Many of the bolded characters in the characterization above are apomorphies of more or less inclusive clades of streptophytes along the lineage leading to the embryophytes, not apomorphies of crown-group embryophytes per se.

All groups below are crown groups, nearly all are extant. Characters mentioned are those of the immediate common ancestor of the group, [] contains explanatory material, () features common in clade, exact status unclear.


Sporophyte well developed, branched, branching dichotomous, potentially indeterminate; hydroids +; stomata on stem; sporangia several, terminal; spore walls not multilamellate [?here].


Sporophyte long lived, cells polyplastidic, photosynthetic red light response, stomata open in response to blue light; plant homoiohydrous [water content of protoplasm relatively stable]; control of leaf hydration passive; plant endohydrous [physiologically important free water inside plant]; PIN[auxin efflux facilitators]-mediated polar auxin transport; (condensed or nonhydrolyzable tannins/proanthocyanidins +); borate cross-linked rhamnogalactan II, xyloglucans with side chains uncharged [?level], in secondary walls of vascular and mechanical tissue; lignins +; roots +, often ≤1 mm across, root hairs and root cap +; stem apex multicellular [several apical initials, no tunica], with cytohistochemical zonation, plasmodesmata formation based on cell lineage; vascular development acropetal, tracheids +, in both protoxylem and metaxylem, G- and S-types; sieve cells + [nucleus degenerating]; endodermis +; stomata numerous, involved in gas exchange; leaves +, vascularized, spirally arranged, blades with mean venation density ca 1.8 mm/mm2 [to 5 mm/mm2], all epidermal cells with chloroplasts; sporangia in strobili, sporangia adaxial, columella 0; tapetum glandular; sporophyte-gametophyte junction lacking dead gametophytic cells, mucilage, ?position of transfer cells; MTOCs not associated with plastids, basal body 350-550 nm long, stellate array in transition region initially joining microtubule triplets; archegonia embedded/sunken [only neck protruding]; embryo suspensor +, shoot apex developing away from micropyle/archegonial neck [from hypobasal cell, endoscopic], root lateral with respect to the longitudinal axis of the embryo [plant homorhizic].

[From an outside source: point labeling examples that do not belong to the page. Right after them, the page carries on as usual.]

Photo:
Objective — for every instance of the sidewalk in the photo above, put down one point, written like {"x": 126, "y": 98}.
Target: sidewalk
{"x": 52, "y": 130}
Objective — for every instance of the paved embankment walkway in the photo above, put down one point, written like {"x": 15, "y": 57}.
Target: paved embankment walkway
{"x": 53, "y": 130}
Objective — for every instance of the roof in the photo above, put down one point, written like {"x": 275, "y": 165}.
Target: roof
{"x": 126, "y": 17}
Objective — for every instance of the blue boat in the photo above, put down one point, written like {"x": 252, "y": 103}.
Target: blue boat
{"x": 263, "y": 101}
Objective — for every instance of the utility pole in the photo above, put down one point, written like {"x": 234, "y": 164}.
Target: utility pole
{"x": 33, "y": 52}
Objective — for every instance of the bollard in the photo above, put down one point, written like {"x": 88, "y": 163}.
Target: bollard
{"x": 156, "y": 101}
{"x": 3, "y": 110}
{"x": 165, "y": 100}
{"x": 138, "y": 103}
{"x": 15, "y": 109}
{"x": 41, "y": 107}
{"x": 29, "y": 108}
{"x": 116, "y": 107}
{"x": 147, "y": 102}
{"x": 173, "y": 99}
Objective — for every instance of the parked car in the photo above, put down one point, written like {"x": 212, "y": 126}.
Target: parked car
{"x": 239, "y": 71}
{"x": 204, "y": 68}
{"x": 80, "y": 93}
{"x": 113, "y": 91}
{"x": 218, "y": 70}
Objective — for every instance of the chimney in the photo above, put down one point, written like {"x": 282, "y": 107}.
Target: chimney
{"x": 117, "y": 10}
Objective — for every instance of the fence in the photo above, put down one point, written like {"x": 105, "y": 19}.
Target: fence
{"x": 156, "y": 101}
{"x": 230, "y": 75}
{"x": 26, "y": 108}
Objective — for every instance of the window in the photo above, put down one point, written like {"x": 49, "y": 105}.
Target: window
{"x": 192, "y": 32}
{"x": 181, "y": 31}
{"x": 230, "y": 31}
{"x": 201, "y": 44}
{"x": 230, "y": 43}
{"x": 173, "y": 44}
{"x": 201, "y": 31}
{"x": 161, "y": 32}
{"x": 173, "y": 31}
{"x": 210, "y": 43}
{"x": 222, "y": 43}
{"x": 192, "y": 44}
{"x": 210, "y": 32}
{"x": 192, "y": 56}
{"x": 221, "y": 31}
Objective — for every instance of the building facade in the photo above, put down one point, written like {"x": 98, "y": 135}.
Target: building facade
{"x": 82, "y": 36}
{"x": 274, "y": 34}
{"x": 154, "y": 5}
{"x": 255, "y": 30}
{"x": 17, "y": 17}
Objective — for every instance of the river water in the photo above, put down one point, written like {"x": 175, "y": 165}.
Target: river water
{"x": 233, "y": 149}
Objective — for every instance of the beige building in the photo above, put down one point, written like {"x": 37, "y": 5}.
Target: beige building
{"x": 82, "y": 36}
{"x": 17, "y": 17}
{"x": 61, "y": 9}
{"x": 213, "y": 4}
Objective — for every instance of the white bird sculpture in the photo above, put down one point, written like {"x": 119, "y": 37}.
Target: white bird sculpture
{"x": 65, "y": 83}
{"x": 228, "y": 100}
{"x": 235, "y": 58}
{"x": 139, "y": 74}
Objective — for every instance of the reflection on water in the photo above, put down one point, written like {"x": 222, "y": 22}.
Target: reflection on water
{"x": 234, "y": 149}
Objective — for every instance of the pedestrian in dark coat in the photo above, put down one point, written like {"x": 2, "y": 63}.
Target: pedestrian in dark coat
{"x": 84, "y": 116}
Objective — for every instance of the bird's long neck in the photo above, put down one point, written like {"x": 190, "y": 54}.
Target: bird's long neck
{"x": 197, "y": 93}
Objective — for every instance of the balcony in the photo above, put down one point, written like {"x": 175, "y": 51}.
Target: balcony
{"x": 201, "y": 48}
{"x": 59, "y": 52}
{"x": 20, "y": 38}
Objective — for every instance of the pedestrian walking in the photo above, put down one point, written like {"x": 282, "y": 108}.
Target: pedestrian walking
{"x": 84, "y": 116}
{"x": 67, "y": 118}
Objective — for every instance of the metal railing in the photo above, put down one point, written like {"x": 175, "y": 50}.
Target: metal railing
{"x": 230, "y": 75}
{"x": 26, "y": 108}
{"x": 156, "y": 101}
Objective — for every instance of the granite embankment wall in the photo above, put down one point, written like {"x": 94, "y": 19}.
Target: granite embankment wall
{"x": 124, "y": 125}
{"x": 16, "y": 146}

Sporophyte growth ± monopodial, branching spiral; roots endomycorrhizal [with Glomeromycota], lateral roots +, endogenous; G-type tracheids +, with scalariform-bordered pits; leaves with apical/marginal growth, venation development basipetal, growth determinate; sporangium dehiscence by a single longitudinal slit; cells polyplastidic, MTOCs diffuse, perinuclear, migratory; blepharoplasts +, paired, with electron-dense material, centrioles on periphery, male gametes multiciliate; nuclear genome [1C] 7.6-10 pg [mode]; chloroplast long single copy ca 30kb inversion [from psbM to ycf2]; mitochondrion with loss of 4 genes, absence of numerous group II introns; LITTLE ZIPPER proteins.


Sporophyte woody; stem branching axillary, buds exogenous; lateral root origin from the pericycle; cork cambium + [producing cork abaxially], vascular cambium bifacial [producing phloem abaxially and xylem adaxially].


Growth of plant bipolar [plumule/stem and radicle/root independent, roots positively geotropic]; plants heterosporous; megasporangium surrounded by cupule [i.e. = unitegmic ovule, cupule = integument]; pollen lands on ovule; megaspore germination endosporic, female gametophyte initially retained on the plant, free-nuclear/syncytial to start with, walls then coming to surround the individual nuclei, process proceeding centripetally.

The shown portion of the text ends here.